MANILA: Chinese forces fired three flares from an island toward a Philippine plane undertaking a routine patrol Saturday in the disputed South China Sea, but the incident did not cause any problem and the aircraft proceeded with its surveillance mission, the Philippine coast guard said.
It was not immediately clear how far the flares that Filipino officials said were fired from the Chinese-occupied Subi Reef were from the Cessna Grand Caravan aircraft of the Philippine fisheries bureau.

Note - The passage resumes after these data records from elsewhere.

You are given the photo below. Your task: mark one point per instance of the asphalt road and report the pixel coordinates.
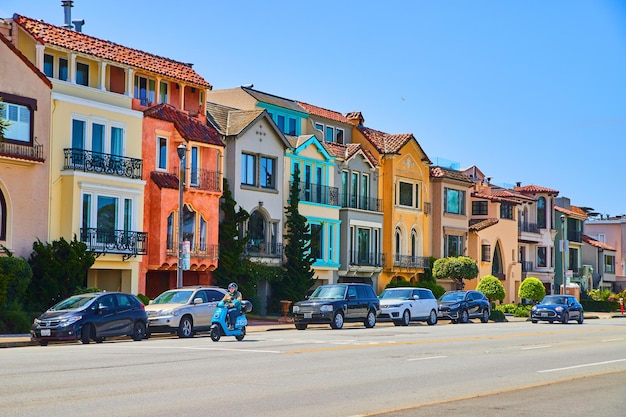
(493, 369)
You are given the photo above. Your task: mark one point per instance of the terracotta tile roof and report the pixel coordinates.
(591, 241)
(164, 179)
(325, 113)
(190, 128)
(439, 172)
(476, 225)
(573, 211)
(29, 64)
(536, 189)
(46, 33)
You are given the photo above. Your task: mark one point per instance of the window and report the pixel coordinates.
(248, 169)
(506, 211)
(161, 152)
(82, 74)
(19, 116)
(453, 245)
(480, 208)
(48, 65)
(267, 174)
(485, 253)
(144, 90)
(541, 212)
(453, 201)
(542, 256)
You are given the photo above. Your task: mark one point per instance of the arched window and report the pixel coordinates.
(541, 212)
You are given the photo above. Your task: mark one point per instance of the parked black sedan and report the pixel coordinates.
(460, 306)
(562, 308)
(92, 316)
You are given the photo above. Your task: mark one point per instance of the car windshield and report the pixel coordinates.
(554, 300)
(335, 292)
(173, 297)
(452, 297)
(395, 294)
(74, 303)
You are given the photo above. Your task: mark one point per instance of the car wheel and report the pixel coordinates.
(85, 334)
(406, 318)
(139, 331)
(370, 320)
(337, 322)
(185, 328)
(215, 333)
(464, 317)
(242, 335)
(432, 318)
(485, 316)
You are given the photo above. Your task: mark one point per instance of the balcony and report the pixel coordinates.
(411, 262)
(264, 250)
(102, 163)
(358, 258)
(361, 203)
(317, 193)
(107, 241)
(19, 151)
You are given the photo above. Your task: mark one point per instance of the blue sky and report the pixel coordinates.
(530, 91)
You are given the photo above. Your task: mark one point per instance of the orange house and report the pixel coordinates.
(164, 129)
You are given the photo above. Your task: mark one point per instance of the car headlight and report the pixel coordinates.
(69, 320)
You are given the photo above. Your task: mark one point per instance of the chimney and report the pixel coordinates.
(67, 9)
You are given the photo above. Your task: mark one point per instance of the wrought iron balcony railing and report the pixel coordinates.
(359, 202)
(317, 193)
(264, 249)
(22, 151)
(366, 258)
(409, 261)
(124, 242)
(102, 163)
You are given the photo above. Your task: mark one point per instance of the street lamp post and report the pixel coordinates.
(563, 249)
(181, 150)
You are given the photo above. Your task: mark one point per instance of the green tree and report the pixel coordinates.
(532, 288)
(492, 288)
(457, 268)
(299, 275)
(232, 246)
(58, 269)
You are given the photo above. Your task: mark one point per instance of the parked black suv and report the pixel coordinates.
(460, 306)
(335, 304)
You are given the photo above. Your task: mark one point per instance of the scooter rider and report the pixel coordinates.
(233, 301)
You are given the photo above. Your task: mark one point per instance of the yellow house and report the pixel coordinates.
(99, 92)
(404, 186)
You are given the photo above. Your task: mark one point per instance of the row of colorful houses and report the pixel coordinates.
(92, 152)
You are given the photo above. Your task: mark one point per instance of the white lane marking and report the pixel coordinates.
(427, 358)
(581, 366)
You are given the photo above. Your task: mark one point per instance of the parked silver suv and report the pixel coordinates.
(184, 311)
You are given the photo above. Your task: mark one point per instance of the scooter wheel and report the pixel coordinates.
(242, 335)
(215, 333)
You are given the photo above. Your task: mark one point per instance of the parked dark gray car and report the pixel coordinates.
(336, 304)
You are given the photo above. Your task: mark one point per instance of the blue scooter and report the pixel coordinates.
(219, 323)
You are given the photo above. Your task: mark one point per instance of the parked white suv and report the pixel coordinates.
(184, 311)
(405, 304)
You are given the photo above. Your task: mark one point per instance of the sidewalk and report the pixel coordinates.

Chinese officials did not immediately comment on the incident, Beijing has claimed virtually the entire South China Sea, a key global trade route, and has vowed to staunchly defend its sovereignty. Chinese forces has fired flares from its occupied islands and from its aircraft as a warning for foreign planes to move away from what it calls its airspace in the disputed waters.
“The Bureau of Fisheries and Aquatic Resources aircraft recorded video footage of three flares fired from the reef toward the aircraft during its lawful overflight,” said the Philippine coast guard, which carried out Saturday’s surveillance flight with the fisheries agency.
“These flights aim to monitor the marine environment, assess the status of fisheries resources and ensure the safety and welfare of Filipino fishermen in the West Philippine Sea,” the coast guard said, using the Philippine name for the stretch of the South China Sea that Manila claims.
The Philippine patrol plane spotted a Chinese hospital ship, two Chinese coast guard ships and 29 suspected militia ships anchored in the waters off Subi, the Philippine coast guard said.
Subi is one of seven disputed and mostly submerged reefs which China turned more than a decade ago into what are now island bases in the Spratlys, the most hotly disputed region of the South China Sea. The artificial islands are protected by a missile system and three of them have military-grade runways, according to US and Philippine security officials.
Aside from Subi, the Philippine patrol plane flew near six other disputed islands, reefs and atolls, including Sabina, an uninhabited disputed shoal, where it monitored a Chinese navy ship. “This vessel repeatedly issued radio challenges against the Bureau of Fisheries and Aquatic Resources aircraft while it was flying well within Philippine sovereign rights,” the Philippine coast guard said.
“All safe and mission accomplished,” Jay Tarriela of the Philippine coast guard said of Saturday’s surveillance flight.
The United States has no territorial claims in the sea passage but has patrolled the waters for decades and repeatedly warned it’s obligated to defend the Philippines, its oldest treaty ally in Asia, if Filipino forces come under an armed attack, including in the South China Sea.
Vietnam, Malaysia, Brunei and Taiwan have also been involved in the long-seething disputes in the resource-rich waters.